Pendant trois jours, soit du 4 au 6 septembre dans la capitale Kényane, sous le thème : « Promouvoir la croissance verte et des solutions de financement de l’action climatique pour l’Afrique et le reste du monde », les participants vont tenter de relever les défis urgents posés par le changement climatique. Mieux, ils devront trouver des solutions africaines à la lutte contre le changement climatique sur le continent et dans le monde.
Ce Sommet africain pour le climat devra aussi parvenir notamment à une déclaration commune de Nairobi, à présenter lors de la COP28 prévue fin novembre et début décembre 2023 à Dubaï, aux Émirats Arabes Unis.
La première journée du sommet a été consacrée aux discussions ministérielles. La deuxième journée prévoit les interventions des Chefs d’États et de Gouvernement. Le Premier Ministre Sama Lukonde va justement intervenir ce mardi pour donner la position de la RDC à ces discussions. Au troisième et dernier jour, il est attendu une déclaration commune des pays africains par rapport à la thématique principale.
Dans son allocution à l’ouverture de ces assises lundi, le président kényan, William Ruto, a émis le vœu que le sommet permette au continent de trouver un langage commun sur le développement et le climat afin de « proposer des solutions africaines » à la COP28. « Nous aspirons à définir un nouvel agenda de la croissance qui permette une prospérité partagée et un développement durable », a-t-il dit avant d’appeler la communauté internationale à dégager des fonds pour le continent et à alléger le poids de la dette pesant sur les pays africains.

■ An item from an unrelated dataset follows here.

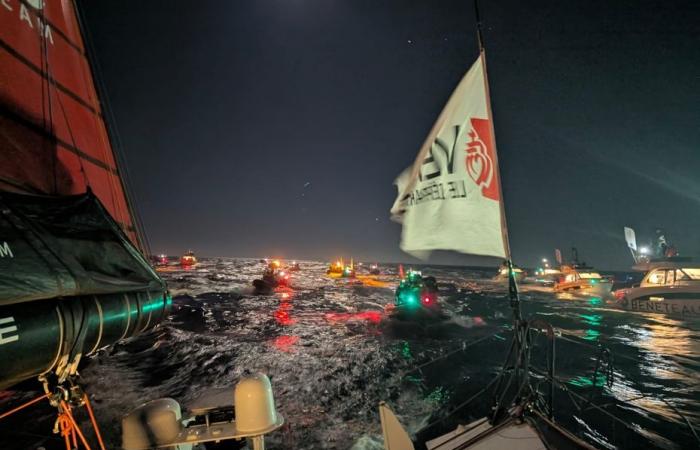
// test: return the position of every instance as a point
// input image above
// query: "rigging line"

Selon les organisateurs, près de 30 000 participants se sont accrédités à ce Sommet dont des Chefs d’États et de Gouvernement, des ministres, des entreprises publiques et privées, des organisations environnementales ou encore des activistes de la société civile.
Précisons que ce Sommet Africain pour le climat se tient en parallèle avec la Semaine Africaine du climat 2023, toujours à Nairobi. Il a pour objectif de mettre l’accent sur les solutions novatrices de croissance verte et de financement climatique pour l’Afrique et le Monde. Mais aussi, combler les lacunes du plan de mise en œuvre de Charm-el-Cheik en Égypte, en s’appuyant sur la feuille de route de la COP27.
Bien que dotée d’immenses ressources naturelles susceptibles d’amortir le réchauffement climatique, l’Afrique reste le continent le plus vulnérable au dérèglement climatique, subissant la sécheresse, les inondations, et bien d’autres catastrophes naturelles. Un paradoxe qu’il faut corriger.